Julia Hart is only 19. She doesn’t even turn 20 till November


----------



## Chan Hung (Dec 28, 2011)

Geeee said:


> No


Oh okay.


----------



## M1M2M3M4M5M6M7M8 (Dec 15, 2004)




----------



## 3venflow (Feb 3, 2019)

__ https://twitter.com/i/web/status/1406075987733983238


----------



## Chan Hung (Dec 28, 2011)

M1M2M3M4M5M6M7M8 said:


>


Celebrating the worst geek of the group.


----------



## Chan Hung (Dec 28, 2011)

3venflow said:


> __ https://twitter.com/i/web/status/1406075987733983238


I'm sure Cornette will enjoy that finger pointing.


----------



## Chan Hung (Dec 28, 2011)

Nice position Penelope


----------



## RainmakerV2 (Nov 8, 2017)

3venflow said:


> Might have a point if he didn't have a great mouthpiece in WWE.
> 
> His push, like Aleister Black's, was stopped because Vince demoted Heyman from booking and turned RAW into the worst show in history.



Doesn't matter. He should be able to speak the language way better than this by now. Hes either stupid or not trying. I could have a 13 year old with a month of Rosetta Stone tapes doing better than that.


----------



## Chan Hung (Dec 28, 2011)

Why is a heel Miro trying to get fans to sympathize for a heel Penelope?


----------



## Trophies (Jul 27, 2016)

God’s Favorite Champion…I don’t think Vince liked you that much.


----------



## Randy Lahey (Apr 14, 2014)

“God’s favorite champion”….lol Miro


----------



## Chan Hung (Dec 28, 2011)

Britt!!


----------



## Chan Hung (Dec 28, 2011)

Tony lip reading again lmao


----------



## Chan Hung (Dec 28, 2011)

What Vickie in a match? LOL


----------



## Geeee (Aug 9, 2010)

Why wouldn't Vickie put an actual wrestler in a team with Nyla?


----------



## 3venflow (Feb 3, 2019)

MJF vs Sammy, oof!


----------



## M1M2M3M4M5M6M7M8 (Dec 15, 2004)




----------



## Randy Lahey (Apr 14, 2014)

“We ain’t playing old maid” 😂….Britt has the best lines and her facial expressions are always exaggerated and on point


----------



## Chan Hung (Dec 28, 2011)

Geeee said:


> Why wouldn't Vickie put an actual wrestler in a team with Nyla?

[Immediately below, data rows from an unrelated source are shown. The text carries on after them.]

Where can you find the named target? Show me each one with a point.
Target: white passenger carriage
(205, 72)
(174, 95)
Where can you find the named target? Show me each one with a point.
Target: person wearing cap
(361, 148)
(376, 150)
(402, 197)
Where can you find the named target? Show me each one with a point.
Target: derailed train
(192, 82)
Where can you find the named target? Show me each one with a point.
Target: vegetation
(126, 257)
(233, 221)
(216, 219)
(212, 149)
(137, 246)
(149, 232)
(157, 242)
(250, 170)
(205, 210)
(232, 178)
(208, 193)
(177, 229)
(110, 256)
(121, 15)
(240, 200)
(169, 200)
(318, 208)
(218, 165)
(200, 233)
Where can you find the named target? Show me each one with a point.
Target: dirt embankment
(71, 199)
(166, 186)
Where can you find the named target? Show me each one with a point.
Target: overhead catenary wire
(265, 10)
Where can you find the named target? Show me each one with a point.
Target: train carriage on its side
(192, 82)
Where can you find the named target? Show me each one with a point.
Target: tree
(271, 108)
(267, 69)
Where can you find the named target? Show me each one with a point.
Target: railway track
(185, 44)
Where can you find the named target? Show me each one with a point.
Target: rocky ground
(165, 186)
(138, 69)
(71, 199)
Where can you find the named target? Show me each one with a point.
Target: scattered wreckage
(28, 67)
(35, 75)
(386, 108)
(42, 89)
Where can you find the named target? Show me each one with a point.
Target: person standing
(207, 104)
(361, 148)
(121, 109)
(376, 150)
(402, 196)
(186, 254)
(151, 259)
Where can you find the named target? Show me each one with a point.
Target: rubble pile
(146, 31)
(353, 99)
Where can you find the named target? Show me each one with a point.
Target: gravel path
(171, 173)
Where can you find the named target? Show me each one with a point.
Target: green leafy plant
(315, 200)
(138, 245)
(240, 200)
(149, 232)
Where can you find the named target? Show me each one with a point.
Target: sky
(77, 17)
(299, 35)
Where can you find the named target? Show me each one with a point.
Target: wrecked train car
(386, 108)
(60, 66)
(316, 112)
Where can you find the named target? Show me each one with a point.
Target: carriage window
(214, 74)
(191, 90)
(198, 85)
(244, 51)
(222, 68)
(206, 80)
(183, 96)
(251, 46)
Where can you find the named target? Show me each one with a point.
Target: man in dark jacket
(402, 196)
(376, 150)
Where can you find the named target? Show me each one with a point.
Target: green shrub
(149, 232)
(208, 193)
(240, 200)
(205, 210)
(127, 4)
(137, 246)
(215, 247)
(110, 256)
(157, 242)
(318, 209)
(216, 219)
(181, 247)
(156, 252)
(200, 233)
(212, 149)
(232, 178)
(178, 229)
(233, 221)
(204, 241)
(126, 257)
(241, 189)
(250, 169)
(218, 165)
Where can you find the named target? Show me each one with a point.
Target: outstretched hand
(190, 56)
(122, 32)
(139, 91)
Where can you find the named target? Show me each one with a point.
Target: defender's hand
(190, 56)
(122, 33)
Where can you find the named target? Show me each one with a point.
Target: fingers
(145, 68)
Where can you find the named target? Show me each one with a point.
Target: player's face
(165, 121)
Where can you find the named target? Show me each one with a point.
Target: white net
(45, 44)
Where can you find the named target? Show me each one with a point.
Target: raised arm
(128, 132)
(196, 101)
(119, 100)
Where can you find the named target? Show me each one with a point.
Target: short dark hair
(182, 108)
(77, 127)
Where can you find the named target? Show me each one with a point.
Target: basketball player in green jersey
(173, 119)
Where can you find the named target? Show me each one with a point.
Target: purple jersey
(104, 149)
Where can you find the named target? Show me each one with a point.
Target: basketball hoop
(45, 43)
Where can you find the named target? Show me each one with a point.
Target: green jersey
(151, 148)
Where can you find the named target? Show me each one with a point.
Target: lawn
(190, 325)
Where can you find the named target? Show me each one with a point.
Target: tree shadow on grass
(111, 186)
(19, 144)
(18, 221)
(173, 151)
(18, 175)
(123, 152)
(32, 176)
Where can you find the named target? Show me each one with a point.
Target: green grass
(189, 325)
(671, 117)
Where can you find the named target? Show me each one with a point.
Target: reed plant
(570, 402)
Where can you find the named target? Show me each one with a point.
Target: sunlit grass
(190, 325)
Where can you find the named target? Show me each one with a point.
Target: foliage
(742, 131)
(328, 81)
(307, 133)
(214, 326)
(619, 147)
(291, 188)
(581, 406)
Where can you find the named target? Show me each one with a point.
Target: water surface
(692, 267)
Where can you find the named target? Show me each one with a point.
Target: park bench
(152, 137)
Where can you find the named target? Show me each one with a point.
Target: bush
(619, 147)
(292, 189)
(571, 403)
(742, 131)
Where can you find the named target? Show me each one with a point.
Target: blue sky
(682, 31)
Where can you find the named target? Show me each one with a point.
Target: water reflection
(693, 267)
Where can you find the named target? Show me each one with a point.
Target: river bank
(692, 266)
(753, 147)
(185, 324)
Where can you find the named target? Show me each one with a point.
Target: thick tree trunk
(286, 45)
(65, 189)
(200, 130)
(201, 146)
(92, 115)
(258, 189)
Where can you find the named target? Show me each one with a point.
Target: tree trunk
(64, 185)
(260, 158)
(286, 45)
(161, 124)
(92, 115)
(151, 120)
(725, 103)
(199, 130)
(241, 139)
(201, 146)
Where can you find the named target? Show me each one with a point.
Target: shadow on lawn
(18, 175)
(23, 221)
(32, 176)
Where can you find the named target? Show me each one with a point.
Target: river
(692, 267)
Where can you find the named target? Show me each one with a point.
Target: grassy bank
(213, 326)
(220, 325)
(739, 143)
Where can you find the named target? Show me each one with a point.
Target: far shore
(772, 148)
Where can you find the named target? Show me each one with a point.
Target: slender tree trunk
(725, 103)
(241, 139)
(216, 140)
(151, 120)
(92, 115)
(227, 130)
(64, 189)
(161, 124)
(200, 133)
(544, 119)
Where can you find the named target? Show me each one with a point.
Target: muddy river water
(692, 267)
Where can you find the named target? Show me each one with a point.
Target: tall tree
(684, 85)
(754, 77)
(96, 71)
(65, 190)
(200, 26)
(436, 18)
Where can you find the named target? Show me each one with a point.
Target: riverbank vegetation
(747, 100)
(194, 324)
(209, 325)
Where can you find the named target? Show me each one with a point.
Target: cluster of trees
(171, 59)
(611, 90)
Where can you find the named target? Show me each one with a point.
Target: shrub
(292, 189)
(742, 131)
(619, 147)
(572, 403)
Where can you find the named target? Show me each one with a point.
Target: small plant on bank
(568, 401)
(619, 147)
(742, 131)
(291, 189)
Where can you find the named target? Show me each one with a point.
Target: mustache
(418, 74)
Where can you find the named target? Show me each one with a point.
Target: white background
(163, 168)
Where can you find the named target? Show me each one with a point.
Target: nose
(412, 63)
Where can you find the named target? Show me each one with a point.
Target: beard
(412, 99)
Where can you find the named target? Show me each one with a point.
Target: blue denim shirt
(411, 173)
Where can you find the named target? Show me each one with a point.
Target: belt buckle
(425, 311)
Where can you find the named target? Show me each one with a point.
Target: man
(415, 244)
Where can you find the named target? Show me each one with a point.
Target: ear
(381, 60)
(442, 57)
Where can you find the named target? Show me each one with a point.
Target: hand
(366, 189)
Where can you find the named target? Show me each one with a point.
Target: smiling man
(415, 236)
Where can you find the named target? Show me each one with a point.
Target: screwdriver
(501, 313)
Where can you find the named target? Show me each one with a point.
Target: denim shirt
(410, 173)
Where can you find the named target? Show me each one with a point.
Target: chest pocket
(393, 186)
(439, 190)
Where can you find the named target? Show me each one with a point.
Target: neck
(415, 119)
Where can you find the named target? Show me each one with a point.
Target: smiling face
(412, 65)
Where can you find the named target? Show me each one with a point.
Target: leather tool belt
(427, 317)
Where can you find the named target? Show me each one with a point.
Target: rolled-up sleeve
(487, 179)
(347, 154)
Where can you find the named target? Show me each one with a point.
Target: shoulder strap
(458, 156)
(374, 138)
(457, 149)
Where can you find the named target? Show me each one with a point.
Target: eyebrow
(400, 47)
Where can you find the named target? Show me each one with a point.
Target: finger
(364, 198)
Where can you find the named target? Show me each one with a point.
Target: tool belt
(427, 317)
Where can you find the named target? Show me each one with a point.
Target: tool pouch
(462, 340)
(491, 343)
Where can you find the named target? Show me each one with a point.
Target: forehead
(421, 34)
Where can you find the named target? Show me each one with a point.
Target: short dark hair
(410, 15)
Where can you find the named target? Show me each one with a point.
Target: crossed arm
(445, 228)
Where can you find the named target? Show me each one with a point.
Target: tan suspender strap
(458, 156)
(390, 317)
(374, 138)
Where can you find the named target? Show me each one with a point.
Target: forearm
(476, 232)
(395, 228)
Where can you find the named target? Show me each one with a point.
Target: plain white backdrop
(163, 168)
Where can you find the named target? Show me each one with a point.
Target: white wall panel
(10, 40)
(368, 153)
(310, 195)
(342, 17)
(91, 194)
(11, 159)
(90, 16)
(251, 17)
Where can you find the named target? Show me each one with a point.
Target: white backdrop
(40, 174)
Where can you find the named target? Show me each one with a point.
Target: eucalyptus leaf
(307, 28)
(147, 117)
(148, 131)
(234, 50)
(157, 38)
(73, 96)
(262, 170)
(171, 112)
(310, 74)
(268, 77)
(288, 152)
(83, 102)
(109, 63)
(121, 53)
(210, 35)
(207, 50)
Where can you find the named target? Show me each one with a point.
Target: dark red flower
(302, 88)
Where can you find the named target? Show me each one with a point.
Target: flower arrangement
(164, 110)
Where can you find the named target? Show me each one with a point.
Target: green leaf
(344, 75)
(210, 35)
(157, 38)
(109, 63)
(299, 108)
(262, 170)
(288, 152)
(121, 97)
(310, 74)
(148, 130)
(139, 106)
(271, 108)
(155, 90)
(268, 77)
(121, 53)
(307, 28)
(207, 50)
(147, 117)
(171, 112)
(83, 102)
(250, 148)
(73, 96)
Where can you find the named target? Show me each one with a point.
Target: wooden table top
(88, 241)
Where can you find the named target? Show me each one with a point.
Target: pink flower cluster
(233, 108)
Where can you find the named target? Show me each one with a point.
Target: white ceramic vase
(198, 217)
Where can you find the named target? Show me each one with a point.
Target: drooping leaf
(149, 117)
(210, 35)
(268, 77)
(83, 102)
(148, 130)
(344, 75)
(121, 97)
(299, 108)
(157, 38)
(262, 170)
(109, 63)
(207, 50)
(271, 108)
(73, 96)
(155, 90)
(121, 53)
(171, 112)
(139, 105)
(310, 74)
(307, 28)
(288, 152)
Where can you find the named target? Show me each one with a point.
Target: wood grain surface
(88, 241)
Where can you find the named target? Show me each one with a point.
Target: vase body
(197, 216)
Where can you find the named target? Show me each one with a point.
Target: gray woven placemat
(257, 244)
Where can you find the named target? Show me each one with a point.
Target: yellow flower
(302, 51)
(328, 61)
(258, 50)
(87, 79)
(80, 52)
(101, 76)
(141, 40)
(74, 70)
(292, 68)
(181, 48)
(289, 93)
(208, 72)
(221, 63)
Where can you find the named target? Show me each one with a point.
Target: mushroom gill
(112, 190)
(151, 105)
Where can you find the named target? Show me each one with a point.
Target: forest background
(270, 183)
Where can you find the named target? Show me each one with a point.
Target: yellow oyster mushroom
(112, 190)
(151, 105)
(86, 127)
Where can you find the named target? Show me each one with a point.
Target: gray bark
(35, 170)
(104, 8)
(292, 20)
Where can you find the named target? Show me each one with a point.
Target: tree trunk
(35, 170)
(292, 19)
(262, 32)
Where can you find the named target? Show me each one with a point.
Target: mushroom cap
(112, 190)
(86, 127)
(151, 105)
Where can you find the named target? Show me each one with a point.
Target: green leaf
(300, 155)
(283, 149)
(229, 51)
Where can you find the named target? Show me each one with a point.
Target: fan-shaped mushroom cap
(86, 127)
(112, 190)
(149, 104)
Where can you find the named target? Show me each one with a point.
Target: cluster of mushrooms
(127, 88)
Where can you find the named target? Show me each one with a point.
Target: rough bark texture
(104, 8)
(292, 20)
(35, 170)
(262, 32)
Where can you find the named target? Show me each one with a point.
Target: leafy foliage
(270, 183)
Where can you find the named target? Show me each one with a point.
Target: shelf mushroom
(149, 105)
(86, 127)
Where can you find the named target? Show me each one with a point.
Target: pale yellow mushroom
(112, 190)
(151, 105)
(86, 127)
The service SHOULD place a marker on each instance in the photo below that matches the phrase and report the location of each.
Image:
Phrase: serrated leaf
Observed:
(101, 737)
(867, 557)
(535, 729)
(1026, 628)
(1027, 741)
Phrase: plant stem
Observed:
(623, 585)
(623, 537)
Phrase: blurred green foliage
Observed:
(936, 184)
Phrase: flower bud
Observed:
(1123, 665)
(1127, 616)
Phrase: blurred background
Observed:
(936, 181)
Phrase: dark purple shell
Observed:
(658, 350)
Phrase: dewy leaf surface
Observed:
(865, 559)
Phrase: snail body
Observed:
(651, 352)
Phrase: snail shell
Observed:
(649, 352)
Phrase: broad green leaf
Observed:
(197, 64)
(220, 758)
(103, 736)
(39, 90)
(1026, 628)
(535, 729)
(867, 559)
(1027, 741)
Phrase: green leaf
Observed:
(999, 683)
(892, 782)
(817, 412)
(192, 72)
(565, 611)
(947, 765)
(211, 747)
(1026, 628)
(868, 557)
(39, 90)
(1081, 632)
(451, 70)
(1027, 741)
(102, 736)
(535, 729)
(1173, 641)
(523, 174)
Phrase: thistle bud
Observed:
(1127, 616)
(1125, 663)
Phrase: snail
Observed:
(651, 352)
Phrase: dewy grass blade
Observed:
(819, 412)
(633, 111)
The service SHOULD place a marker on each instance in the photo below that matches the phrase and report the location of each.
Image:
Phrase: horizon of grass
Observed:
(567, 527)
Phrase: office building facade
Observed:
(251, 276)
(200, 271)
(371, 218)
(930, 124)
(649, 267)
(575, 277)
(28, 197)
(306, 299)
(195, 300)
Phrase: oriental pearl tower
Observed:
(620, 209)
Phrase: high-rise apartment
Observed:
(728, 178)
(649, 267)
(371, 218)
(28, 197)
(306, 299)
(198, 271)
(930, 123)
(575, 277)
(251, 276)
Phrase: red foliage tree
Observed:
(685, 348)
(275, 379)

I recall Vickie was wanting to form the "Vixens" or something like that, she never got anyone to join Nyla Rose lmao


----------



## Chan Hung (Dec 28, 2011)

3venflow said:


> MJF vs Sammy, oof!


That should be in a Pay Per View.


----------



## Geeee (Aug 9, 2010)

Crowd is gonna be hot for Miro vs Pillman Jr


----------



## somerandomfan (Dec 13, 2013)

Trophies said:


> God’s Favorite Champion…I don’t think Vince liked you that much.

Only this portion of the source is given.